I have a few images of pages on a table. I would like to crop the pages out of the image. Generally, the page will be the biggest rectangle in the image, however, all four sides of the rectangle might not be visible in some cases.
I am doing the following but not getting desired results:
import cv2
import numpy as np
im = cv2.imread('images/img5.jpg')
gray=cv2.cvtColor(im,cv2.COLOR_BGR2GRAY)
ret,thresh = cv2.threshold(gray,127,255,0)
_,contours,_ = cv2.findContours(thresh,cv2.RETR_LIST,cv2.CHAIN_APPROX_SIMPLE)
areas = [cv2.contourArea(c) for c in contours]

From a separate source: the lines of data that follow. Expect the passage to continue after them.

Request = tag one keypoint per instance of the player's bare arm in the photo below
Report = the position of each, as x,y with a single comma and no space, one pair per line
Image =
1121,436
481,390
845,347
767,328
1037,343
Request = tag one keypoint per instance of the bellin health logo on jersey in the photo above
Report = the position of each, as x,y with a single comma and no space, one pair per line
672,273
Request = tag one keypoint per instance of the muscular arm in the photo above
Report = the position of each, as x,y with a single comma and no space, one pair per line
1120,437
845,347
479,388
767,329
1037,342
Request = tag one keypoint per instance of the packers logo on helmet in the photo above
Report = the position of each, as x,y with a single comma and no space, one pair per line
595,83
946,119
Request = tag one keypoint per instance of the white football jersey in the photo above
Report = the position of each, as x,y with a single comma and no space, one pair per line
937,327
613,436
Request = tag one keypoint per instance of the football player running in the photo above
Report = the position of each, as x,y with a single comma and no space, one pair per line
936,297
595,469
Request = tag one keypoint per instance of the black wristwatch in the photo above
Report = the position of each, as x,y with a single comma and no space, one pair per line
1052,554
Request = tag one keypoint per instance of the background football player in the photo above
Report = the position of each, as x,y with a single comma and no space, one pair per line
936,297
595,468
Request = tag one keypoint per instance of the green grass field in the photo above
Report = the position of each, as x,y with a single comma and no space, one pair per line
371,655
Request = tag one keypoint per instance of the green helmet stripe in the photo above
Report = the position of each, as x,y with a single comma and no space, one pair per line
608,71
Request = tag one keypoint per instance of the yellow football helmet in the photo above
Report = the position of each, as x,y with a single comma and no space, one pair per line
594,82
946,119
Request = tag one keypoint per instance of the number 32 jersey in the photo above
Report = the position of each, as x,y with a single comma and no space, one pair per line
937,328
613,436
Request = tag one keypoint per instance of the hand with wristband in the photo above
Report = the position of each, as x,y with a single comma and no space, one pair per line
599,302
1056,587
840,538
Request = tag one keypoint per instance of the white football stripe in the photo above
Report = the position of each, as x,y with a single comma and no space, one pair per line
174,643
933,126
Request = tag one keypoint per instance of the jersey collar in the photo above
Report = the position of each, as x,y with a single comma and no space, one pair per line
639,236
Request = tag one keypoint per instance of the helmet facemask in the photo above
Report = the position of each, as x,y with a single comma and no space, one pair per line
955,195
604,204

max_index = np.argmax(areas)
cnt=contours[max_index]
x,y,w,h = cv2.boundingRect(cnt)
cv2.rectangle(im,(x,y),(x+w,y+h),(0,255,0),2)
cv2.imshow("Show",im)
cv2.imwrite("images/img5_rect.jpg", im)
cv2.waitKey(0)
Below are a few examples:
1st Example: I can find the rectangle in this image , however, would like if the remaining part of the wood can be cropped out as well.
2nd Example: Not finding the correct dimensions of the rectangle in this image.
3rd Example: Not able to find the correct dimensions in this image either.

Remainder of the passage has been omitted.